I Live in a Web Browser

I don’t know why I keep eying quad-core systems. With the exception of playing music, copying files from my camera, some word processing, and IM, I live in a web browser. Here are some of the big uses:

  • GMail, my mail client. When I’m at my computer, I almost always have GMail up. I have a client for my Treo that lets me check it there. My school e-mail forwards to GMail. My ttwagner.com and n1zyy.com mail forwards to there.
  • Google and Wikipedia. I rely on Wikipedia way too much. But between Google and Wikipedia, I feel like I can do anything.
  • Google Docs is slowly winning me over. I move between my laptop, ‘public’ Office 2007 computers, and an office computer with Office 2003, so I’m hardly sold on any one particular interface. Google Docs is word processing (and spreadsheets) without the crap, although sometimes I do prefer to have it locally. But honestly, my life depends on the Internet, so ‘safety’ of files (in case I lose Internet access) really isn’t even one of the big issues.
  • Google Calendar has proved way more useful than I expected. It integrates nicely with GMail, sending me reminders and offering to let me schedule things that get e-mailed to me. And Goosync gives me an app on the Treo to sync my Treo calendar with my Google calendar. Bliss!
  • All my good photos end up on Flickr, and I buy and sell stuff on eBay often. I get my news through BBC and Google News.
  • I run a private Wiki. This is more useful than I ever imagined. I’m not quite as committed to it as I’d like, but I’m trying to keep all my class notes up there, which has a lot of benefits. During research, it’s a handy link dump. When drafting a constitution for a club here, I used that to allow collaborative editing.
  • I host a few mailing lists. Trying to keep a text file with 90 names and e-mail them and remove bounces and find people is a pain. Mailman is a savior.
  • I host multiple blogs. These are obvious, but there are some more I’m starting.
    • One, that never caught on, takes a pretty literal definition: a web log. I wanted a way for us to keep track of petty things that were going on, and have everything logged somewhere and searchable.
    • I’m also drafting one for the Democrats. A big part of what we do is outreach/publicity, and a blog is ideal for this.
  • Tonight I realized that none of my ‘task management’ systems worked. So I set up Mantis. It’s not perfect, but it works pretty well. Setting up Bugzilla is pretty intense, but no so with Mantis. The “problem” is that it was intended for software bug tracking, not keeping track of work I have to do, so I have fields like “Reproducibility” and other holdovers from software. I may do a little tweaking. But my plan is that anything I have to do should end up in there. Everything is in one place, and I can slice the data a million different ways, by priority, by category (one for each class, one for each club, one for each major class project, one for “Life”), etc.

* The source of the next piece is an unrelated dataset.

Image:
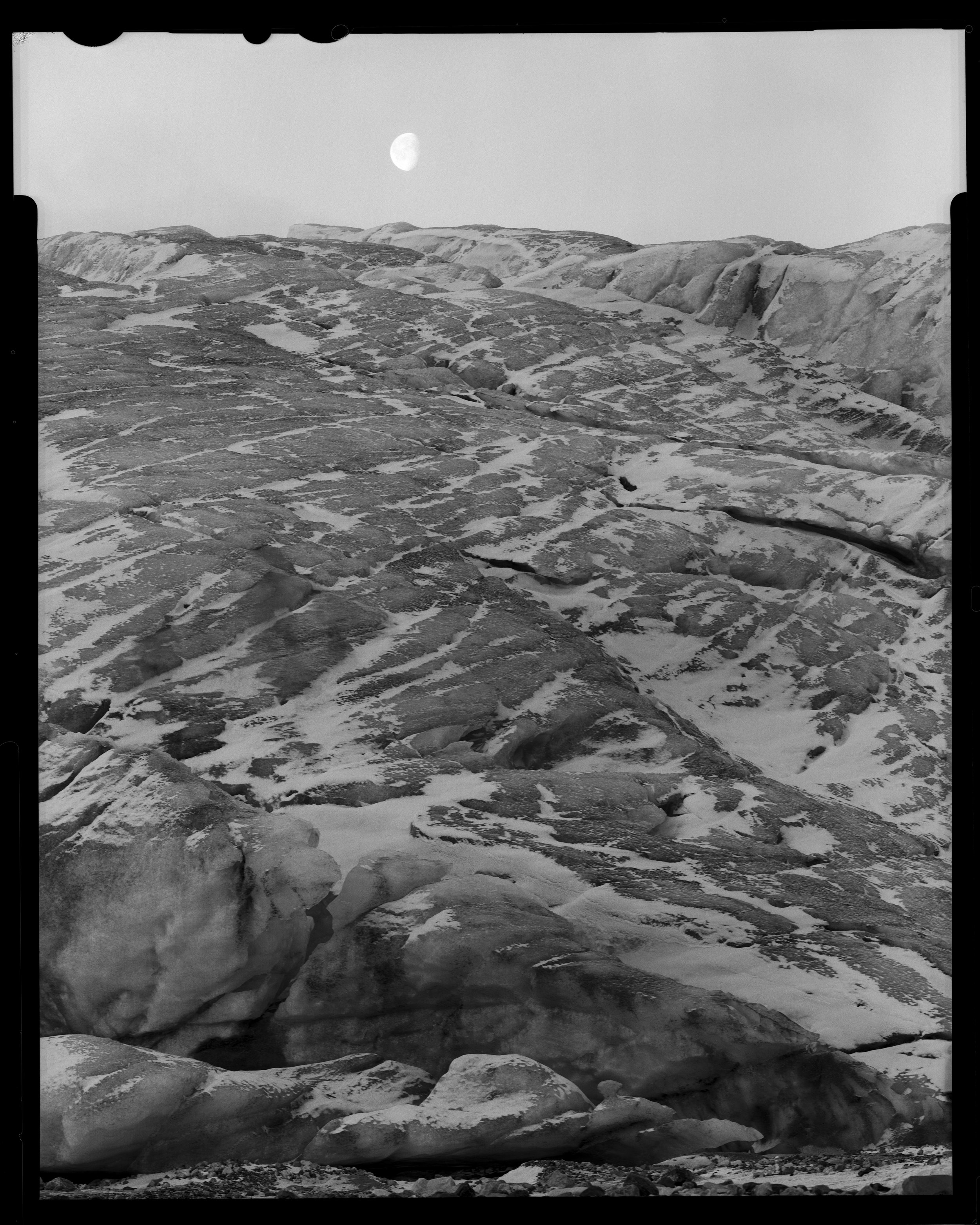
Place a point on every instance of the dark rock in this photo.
(75, 716)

Truly, without Firefox and a browser on my Treo, I don’t think I could get by. And I sometimes wonder if it’s worth paying monthly for a dedicated server. But I get so much benefit from the services I host for myself that it definitely is.

2 thoughts on “I Live in a Web Browser

  1. No one tool for me. Outlook is open all the time as is my web browser. Word, Excel, and Windows Live Writer are open a lot. PowerPoint I like special purpose tools and probably always will. RSS Bandit is open quite a bit as well but I could probably replace it with either Outlook, Internet Explorer or some web based RSS reader. But again I like special purpose tools.